Minister downplays US blockade risk as fuel prices soar

“There’s no shortage of petrol, oil or diesel in the country. It is just expensive. That is the function of the price. But in terms of supply, it is available because we are not an enemy of Iran. That is what saved us. The issue is price and that is not in our control”, says mineral & petroleum resources minister Gwede Mantashe ("Fuel supply not at risk due to good terms with Iran, Mantashe says", April 21).

Mantashe is technically correct: South Africa has not been subject to Iranian export restrictions and South Africa’s non-belligerent status does afford some diplomatic insulation from Iranian-side interdiction.

But Iranian willingness to sell does not equal physical ability to deliver. The relevant chokepoint risk was never primarily about whether Iran would embargo South Africa; it was always about whether the Strait of Hormuz would be physically navigable and whether the US navy would permit tanker traffic. The minister’s framing completely sidesteps this.

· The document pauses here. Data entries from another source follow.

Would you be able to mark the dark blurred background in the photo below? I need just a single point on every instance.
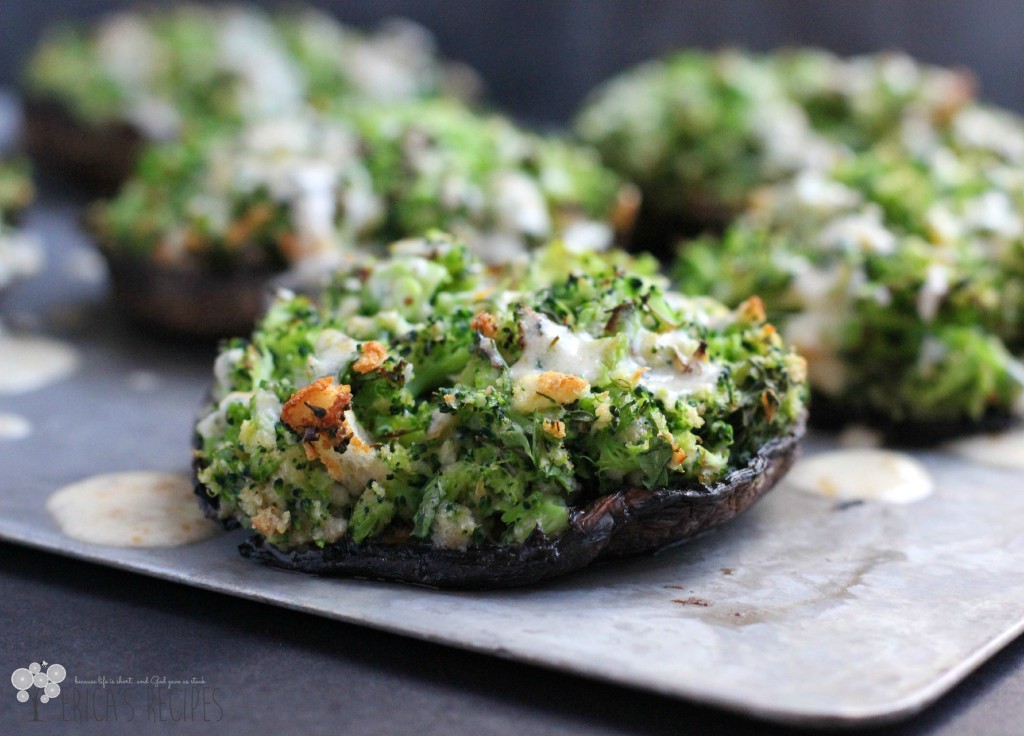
(540, 57)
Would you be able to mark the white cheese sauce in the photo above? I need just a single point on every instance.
(862, 474)
(659, 361)
(13, 427)
(29, 363)
(1004, 449)
(137, 509)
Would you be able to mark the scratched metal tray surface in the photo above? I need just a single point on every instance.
(803, 610)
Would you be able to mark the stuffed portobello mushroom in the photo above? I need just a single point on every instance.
(96, 94)
(431, 422)
(698, 131)
(897, 272)
(20, 254)
(213, 217)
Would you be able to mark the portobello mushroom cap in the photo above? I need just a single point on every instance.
(187, 302)
(633, 521)
(99, 157)
(834, 417)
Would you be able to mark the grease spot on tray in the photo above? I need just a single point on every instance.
(137, 509)
(863, 474)
(1003, 449)
(13, 427)
(31, 362)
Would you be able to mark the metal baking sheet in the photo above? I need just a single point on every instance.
(802, 610)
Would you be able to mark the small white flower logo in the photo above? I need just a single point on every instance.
(24, 679)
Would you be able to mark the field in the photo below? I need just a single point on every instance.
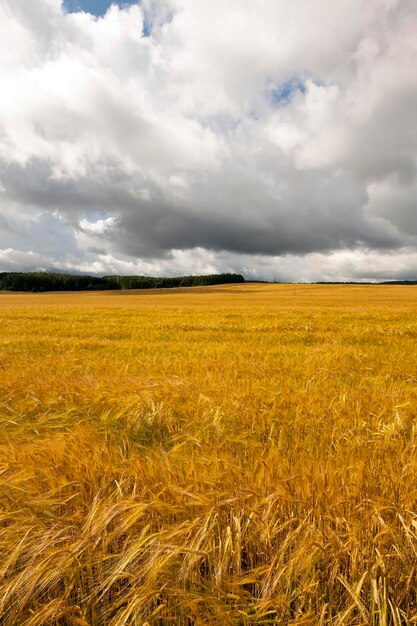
(234, 455)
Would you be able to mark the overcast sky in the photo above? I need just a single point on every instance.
(277, 138)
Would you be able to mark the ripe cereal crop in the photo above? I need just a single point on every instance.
(230, 455)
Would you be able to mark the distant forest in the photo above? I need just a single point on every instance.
(54, 281)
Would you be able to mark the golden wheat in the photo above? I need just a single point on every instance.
(233, 455)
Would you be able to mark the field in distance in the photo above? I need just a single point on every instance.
(230, 455)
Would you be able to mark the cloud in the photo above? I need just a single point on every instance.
(219, 135)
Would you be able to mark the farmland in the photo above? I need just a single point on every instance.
(228, 455)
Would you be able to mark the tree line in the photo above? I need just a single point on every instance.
(55, 281)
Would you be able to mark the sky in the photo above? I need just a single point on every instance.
(168, 137)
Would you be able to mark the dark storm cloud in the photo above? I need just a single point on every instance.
(124, 151)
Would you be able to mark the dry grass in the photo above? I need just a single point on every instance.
(238, 455)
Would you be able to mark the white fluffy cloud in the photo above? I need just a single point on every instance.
(181, 136)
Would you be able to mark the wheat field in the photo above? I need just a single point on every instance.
(230, 455)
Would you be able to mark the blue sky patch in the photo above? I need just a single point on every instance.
(283, 94)
(95, 7)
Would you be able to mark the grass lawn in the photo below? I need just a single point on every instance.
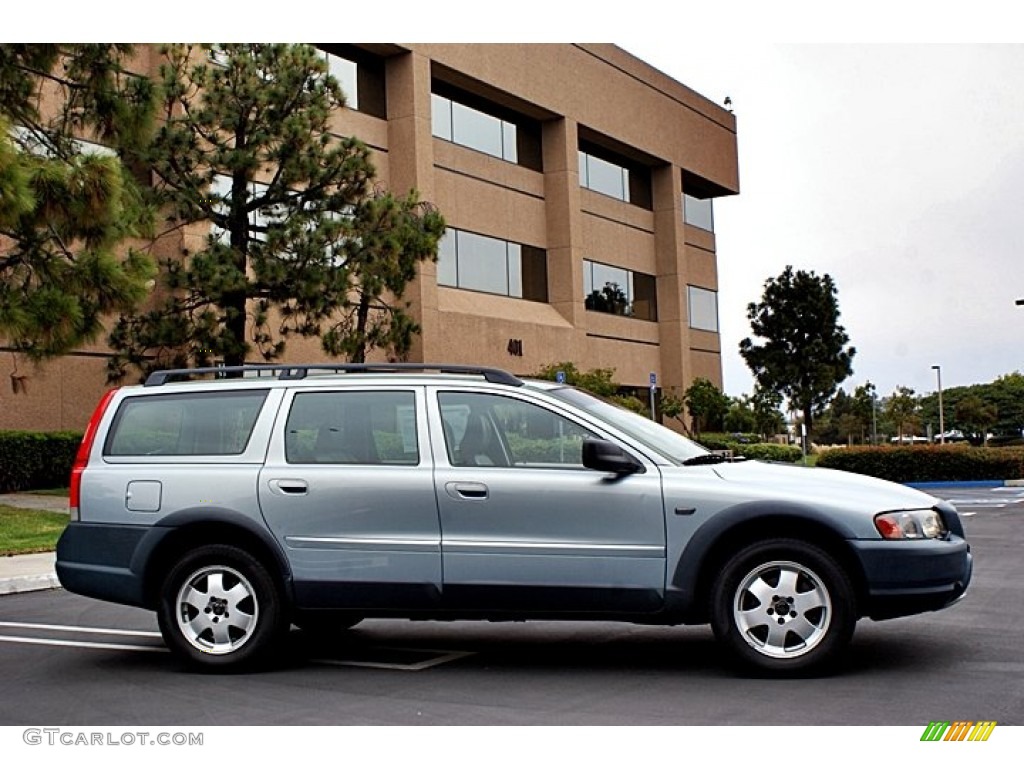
(26, 530)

The US naval blockade doesn’t require Iranian co-operation to disrupt South African supply chains; it operates regardless of South Africa’s diplomatic alignment with Tehran. If the US is enforcing primary and secondary pressure on Iranian oil exports, South Africa’s non-enemy status with Iran is simply irrelevant to the physical risk.

Is the minister unaware of this distinction? His testimony before the parliamentary portfolio committee confirms the government’s public posture is supply reassurance plus price acknowledgement. But the blockade risk remains unaddressed in official messaging, which is itself an intelligence signal worth noting.